Bots

What is a bot

A bot is a computer program that systematically browses the World Wide Web, typically for the purpose of indexing, for example for search engines. While some bots are more sophisticated than others and can even interpret JavaScript, some features that FIT offers are simply not productive when serving bots.

Detecting a bot

FIT uses regular expressions as well as request header checks to determine if a bot is the originator of a request. When FIT recognizes a client for a bot the Delivery Context Property client/bot is set. You can use the DOM Filter or Text Filter to formulate conditions that base on the respective property.

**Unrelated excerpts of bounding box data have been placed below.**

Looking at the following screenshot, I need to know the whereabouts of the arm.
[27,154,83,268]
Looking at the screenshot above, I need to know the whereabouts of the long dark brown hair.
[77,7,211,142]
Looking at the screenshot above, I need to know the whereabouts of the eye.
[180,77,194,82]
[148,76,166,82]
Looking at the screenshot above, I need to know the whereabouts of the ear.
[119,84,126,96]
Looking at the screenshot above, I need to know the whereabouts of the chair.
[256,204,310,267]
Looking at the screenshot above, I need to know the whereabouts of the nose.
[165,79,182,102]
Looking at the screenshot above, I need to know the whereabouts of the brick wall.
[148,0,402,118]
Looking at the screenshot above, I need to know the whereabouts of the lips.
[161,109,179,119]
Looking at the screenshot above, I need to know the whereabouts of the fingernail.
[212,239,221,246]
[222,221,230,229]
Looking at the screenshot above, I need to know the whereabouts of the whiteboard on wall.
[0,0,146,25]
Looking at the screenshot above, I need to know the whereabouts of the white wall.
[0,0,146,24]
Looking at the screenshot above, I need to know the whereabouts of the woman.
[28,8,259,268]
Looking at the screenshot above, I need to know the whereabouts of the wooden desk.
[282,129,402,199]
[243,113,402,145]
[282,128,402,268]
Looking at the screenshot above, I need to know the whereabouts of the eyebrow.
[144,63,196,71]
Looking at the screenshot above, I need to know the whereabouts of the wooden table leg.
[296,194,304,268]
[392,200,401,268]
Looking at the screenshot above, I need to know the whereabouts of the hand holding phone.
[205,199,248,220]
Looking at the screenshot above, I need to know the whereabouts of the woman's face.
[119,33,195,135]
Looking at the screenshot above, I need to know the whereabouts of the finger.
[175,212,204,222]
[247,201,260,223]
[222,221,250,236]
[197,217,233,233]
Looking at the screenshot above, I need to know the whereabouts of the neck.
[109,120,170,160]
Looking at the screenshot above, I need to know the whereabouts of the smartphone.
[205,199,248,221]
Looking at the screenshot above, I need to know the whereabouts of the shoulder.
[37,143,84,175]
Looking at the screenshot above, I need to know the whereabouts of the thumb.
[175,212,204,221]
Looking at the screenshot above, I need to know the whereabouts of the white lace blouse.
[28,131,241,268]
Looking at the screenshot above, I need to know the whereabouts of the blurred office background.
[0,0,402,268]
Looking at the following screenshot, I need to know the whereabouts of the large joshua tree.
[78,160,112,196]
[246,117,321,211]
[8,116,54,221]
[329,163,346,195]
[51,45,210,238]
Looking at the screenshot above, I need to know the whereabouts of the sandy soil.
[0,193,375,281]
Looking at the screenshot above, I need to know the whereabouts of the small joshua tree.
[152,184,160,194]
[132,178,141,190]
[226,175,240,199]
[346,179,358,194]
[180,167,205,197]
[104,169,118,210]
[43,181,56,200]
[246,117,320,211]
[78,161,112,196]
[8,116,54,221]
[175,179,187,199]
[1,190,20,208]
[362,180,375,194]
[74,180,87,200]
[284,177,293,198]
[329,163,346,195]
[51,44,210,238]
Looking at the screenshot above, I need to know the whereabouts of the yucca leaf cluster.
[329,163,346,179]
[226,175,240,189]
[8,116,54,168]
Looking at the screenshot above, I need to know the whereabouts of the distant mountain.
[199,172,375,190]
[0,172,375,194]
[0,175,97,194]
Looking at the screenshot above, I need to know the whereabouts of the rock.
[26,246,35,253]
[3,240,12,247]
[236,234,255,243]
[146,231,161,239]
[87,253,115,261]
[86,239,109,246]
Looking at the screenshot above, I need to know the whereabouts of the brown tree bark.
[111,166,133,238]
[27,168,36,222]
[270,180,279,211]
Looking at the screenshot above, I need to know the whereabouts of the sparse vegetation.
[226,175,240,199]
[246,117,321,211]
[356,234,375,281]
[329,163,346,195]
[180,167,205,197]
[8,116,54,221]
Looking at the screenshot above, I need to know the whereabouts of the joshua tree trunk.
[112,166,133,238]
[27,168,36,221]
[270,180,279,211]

Delayed Images and Delayed Iframes

While FIT will scale images for bots, delaying images and iframes are deactivated for these clients even if you activate them in the config. The way that delayed images and iframes work, by setting a data-ai-hqsrc attribute containing the actual source URL on image and iframe tags instead of the src attribute, could possibly hide the source URLs from bots. In addition, Delayed Images and Delayed Iframes are a means to improve the user experience and as there is no user when bots request a site we think that putting extra effort into crafting a response is not necessary.

Detection Page

The Delivery Context Detection Page aims at probing client information that is crucial for visual integrity of a site before the main content is requested. This includes but is not limited to the viewport dimensions which are needed to deliver, for example, optimized images. Because bot clients do not surf like real browsers there is a chance that the bot would index the empty detection page instead of the actual content. To prevent it from doing that FIT will not deliver the detection page to bots.

Cloaking

Cloaking means that different content is served to bots and real users. Search engines usually forbid cloaking and questions often arise concerning this subject.

FIT still delivers the same actual content to a bot, like images displaying the same motif, just the technique used for delivering those images changes depending on the client.

So while it is technically possible to cloak content using FIT features like DOM Filter or Text Filter, the automatic disabling of FIT features for bots can not be considered cloaking.

The Robots Exclusion Protocol (robots.txt)

The /robots.txt is used to give the instructions about a site to the web robots/bots. This is called The Robots Exclusion Protocol.

The FIT Server automatically detects and rewrites the URLs of the Sitemap records in the /robots.txt files.